About Alerts for Your Environment

Alert Types

  • Load Average
  • IO Wait
  • Swap Used
  • Free Space
  • Backup Alerts
  • Postgres Alerts

Load Average

Load average represents the average system load an instance experiences over a period of time.

Current Thresholds:

  • Warn: 4 x vCPU
  • Fail: 10 x vCPU

For example: a 1 vCPU, the load would be 4.00 but a 5 vCPU, it would be 20.00.

Note: A vCPU is the same as an ECU (an Amazon EC2 Compute Unit).

For general information about how load average is calculated, see Load (computing).

IO-Wait

The instances cpu is waiting for disk writes to complete before it can move on to other operations.

Current Thresholds:

  • Warn: 40% iowait
  • Fail: 80% iowait 

Swap Used

The amount of swap hard disk space used as virtual memory resources. High swap is an indication that an instance needs more memory.

Current Thresholds:

  • Warn: 128 MB Swap Used
  • Fail: 384 MB Swap Used 

Free Space

Free space is monitored on these mount points: //data/db, and /mnt.

You might not realize the instance is almost out of disk space until you get this alert. The thresholds are calculated based on the space allocated to the mount point.

Current Thresholds:

  • Warn: If the disk space for a particular mount point is 10 GB or less, then the warning threshold is 70% full. If the disk space is greater than 10 GB, then the warning threshold is 80% full.
  • Fail: 90% of disk space is full.

The best practice is to review the content of the volume and confirm the usage is appropriate to your use case. If you do need to increase the available space it might be possible for Engine Yard Support to resize your volume online if your instance is "current generation"; if not, you will need to replace the instance with one that includes a larger volume.

Backup Alerts

'Unable to backup [your database name]: already a backup in progress. 
Use --allow_concurrent to enable concurrent backup runs. Details at
/var/log/eybackup.log.'

 This alert indicates that your backup is running for more time than the current interval between your backups. This can often create situations where backups stack up behind each other driving up load on the target host. In the case of a replica, replication state is not evaluated during backups since it is common for replication to lag or stall during a backup.

As a result the backup tools now provide this warning and, by default, will not start a new backup if one is already running.
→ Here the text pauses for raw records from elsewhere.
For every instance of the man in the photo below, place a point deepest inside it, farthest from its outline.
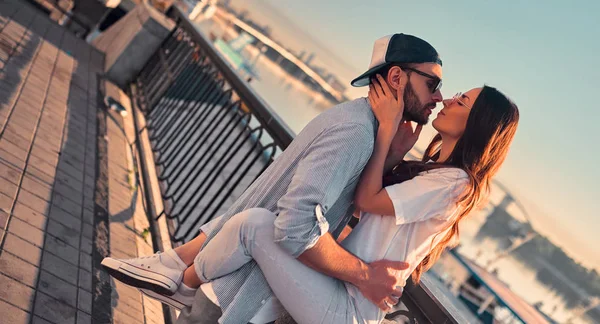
(310, 188)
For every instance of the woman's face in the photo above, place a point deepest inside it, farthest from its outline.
(452, 119)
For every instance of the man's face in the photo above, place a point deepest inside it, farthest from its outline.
(419, 100)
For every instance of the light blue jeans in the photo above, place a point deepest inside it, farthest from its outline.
(309, 296)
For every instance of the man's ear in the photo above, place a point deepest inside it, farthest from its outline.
(393, 77)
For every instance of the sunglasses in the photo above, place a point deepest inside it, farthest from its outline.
(437, 85)
(458, 98)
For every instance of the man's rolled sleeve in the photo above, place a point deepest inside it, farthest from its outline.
(333, 160)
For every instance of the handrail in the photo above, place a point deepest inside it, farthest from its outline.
(186, 91)
(281, 133)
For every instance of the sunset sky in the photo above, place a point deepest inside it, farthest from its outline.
(545, 57)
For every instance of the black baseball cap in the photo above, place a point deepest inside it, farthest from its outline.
(397, 48)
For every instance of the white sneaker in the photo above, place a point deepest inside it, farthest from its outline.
(160, 272)
(177, 300)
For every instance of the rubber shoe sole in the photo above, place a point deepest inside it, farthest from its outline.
(164, 299)
(139, 277)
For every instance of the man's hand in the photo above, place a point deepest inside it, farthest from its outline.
(383, 285)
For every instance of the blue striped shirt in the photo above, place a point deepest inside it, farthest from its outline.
(321, 166)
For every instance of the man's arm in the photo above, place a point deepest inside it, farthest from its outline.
(334, 158)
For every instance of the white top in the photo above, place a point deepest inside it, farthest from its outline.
(424, 206)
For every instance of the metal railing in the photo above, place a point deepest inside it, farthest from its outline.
(212, 135)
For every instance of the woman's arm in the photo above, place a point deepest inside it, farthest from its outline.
(370, 195)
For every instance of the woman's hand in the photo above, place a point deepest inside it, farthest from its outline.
(404, 140)
(387, 109)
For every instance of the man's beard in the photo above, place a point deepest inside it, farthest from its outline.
(414, 110)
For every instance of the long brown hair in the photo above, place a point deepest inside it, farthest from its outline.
(480, 152)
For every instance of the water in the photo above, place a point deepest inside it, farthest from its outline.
(296, 104)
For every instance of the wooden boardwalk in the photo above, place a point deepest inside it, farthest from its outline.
(52, 178)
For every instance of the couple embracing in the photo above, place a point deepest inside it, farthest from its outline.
(278, 247)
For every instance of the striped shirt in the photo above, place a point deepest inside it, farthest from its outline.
(321, 166)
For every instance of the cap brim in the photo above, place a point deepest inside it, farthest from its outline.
(365, 78)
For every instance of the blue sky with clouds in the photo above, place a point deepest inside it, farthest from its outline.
(544, 55)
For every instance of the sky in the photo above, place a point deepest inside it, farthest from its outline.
(543, 55)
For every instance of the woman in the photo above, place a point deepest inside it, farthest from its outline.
(411, 214)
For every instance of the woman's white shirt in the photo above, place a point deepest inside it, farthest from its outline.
(423, 207)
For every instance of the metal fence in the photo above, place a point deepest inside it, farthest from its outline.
(212, 135)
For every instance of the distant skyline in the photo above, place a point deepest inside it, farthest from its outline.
(543, 56)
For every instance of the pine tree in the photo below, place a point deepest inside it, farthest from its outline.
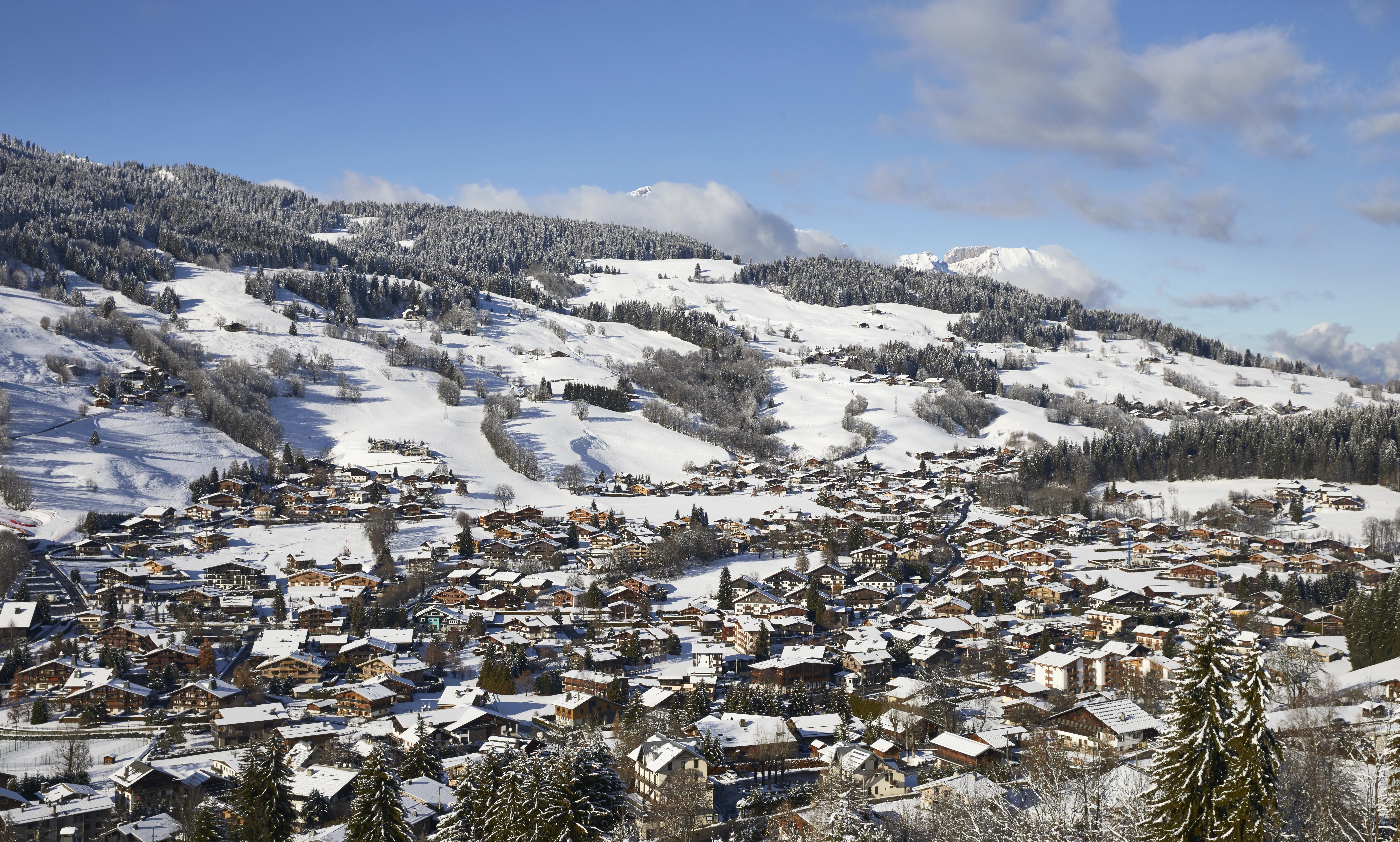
(264, 795)
(762, 646)
(317, 810)
(1193, 767)
(206, 826)
(376, 812)
(800, 704)
(815, 604)
(465, 822)
(724, 595)
(841, 704)
(594, 774)
(1255, 760)
(422, 760)
(632, 648)
(698, 705)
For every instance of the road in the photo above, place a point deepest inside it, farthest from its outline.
(62, 592)
(957, 551)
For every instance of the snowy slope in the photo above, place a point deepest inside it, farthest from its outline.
(146, 459)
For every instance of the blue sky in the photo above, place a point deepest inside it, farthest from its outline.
(1232, 167)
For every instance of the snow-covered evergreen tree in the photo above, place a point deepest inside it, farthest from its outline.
(1255, 758)
(422, 760)
(206, 826)
(1193, 766)
(800, 704)
(376, 812)
(264, 795)
(465, 822)
(593, 774)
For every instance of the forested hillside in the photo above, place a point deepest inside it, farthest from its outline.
(1003, 312)
(68, 213)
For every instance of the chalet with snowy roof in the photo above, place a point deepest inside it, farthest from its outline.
(117, 696)
(584, 710)
(367, 701)
(1116, 723)
(243, 725)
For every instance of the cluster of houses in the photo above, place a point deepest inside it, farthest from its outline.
(323, 494)
(135, 387)
(1000, 602)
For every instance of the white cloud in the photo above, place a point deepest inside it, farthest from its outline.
(1060, 79)
(283, 183)
(1209, 215)
(1234, 302)
(1063, 274)
(713, 213)
(1384, 207)
(488, 197)
(1326, 345)
(1374, 127)
(372, 188)
(906, 183)
(1251, 83)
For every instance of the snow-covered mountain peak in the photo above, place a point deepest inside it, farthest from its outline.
(925, 261)
(1051, 270)
(965, 253)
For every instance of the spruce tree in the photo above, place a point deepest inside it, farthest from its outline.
(815, 604)
(724, 595)
(1255, 760)
(376, 812)
(594, 771)
(317, 810)
(465, 822)
(422, 760)
(1193, 767)
(264, 795)
(762, 646)
(206, 826)
(800, 704)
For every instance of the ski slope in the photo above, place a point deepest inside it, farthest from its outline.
(145, 459)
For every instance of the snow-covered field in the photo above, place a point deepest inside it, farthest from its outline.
(145, 459)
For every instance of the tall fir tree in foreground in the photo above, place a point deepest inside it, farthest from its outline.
(422, 760)
(465, 822)
(377, 813)
(206, 826)
(1193, 767)
(264, 796)
(1255, 760)
(724, 595)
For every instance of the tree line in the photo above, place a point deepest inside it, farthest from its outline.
(1356, 446)
(992, 310)
(598, 396)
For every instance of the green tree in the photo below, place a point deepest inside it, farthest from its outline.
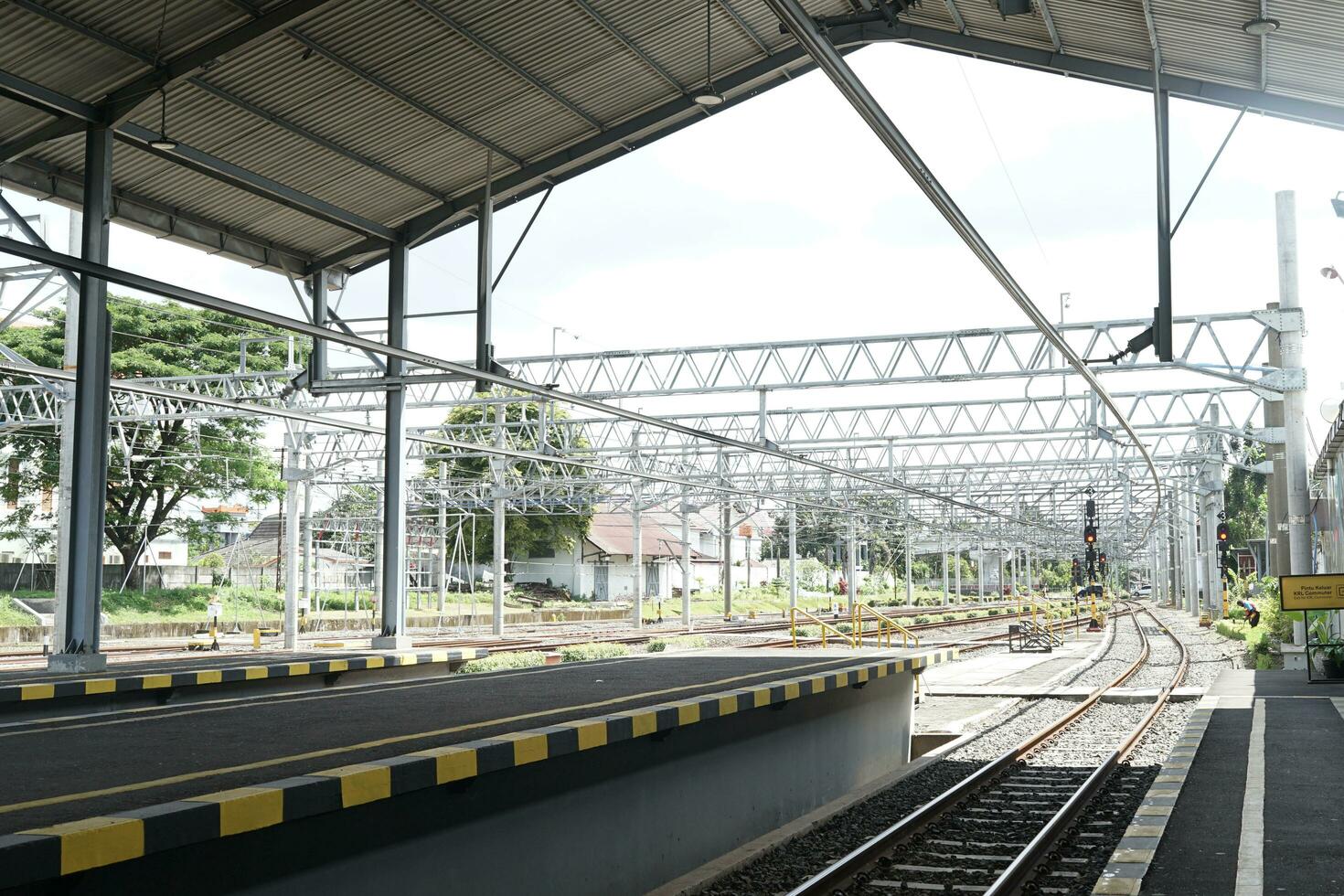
(157, 464)
(522, 531)
(1243, 497)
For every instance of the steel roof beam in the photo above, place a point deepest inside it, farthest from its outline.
(357, 157)
(66, 188)
(742, 23)
(253, 183)
(206, 164)
(628, 43)
(369, 78)
(480, 43)
(1112, 73)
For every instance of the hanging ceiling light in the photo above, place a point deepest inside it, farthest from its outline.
(1261, 26)
(707, 96)
(163, 140)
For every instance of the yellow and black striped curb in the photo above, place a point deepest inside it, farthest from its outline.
(91, 842)
(191, 678)
(1124, 873)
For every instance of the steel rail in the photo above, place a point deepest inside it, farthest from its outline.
(839, 873)
(829, 60)
(280, 321)
(1026, 864)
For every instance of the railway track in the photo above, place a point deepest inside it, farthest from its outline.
(551, 641)
(998, 829)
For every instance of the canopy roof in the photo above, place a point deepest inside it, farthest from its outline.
(312, 132)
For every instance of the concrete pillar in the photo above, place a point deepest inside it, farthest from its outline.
(317, 360)
(392, 635)
(82, 552)
(1275, 484)
(1295, 398)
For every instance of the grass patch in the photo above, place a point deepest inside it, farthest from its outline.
(680, 643)
(594, 650)
(12, 615)
(500, 661)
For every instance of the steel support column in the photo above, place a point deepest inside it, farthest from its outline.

Some possible ways to address this concern include scheduling a larger interval between backup runs using the dashboard or custom cookbooks, or upgrading to an instance that can process the backup job more quickly. This warning does not indicate anything is critically wrong with your database, and is safe to ignore; however, for visibility and awareness purposes it is not possible to disable this warning.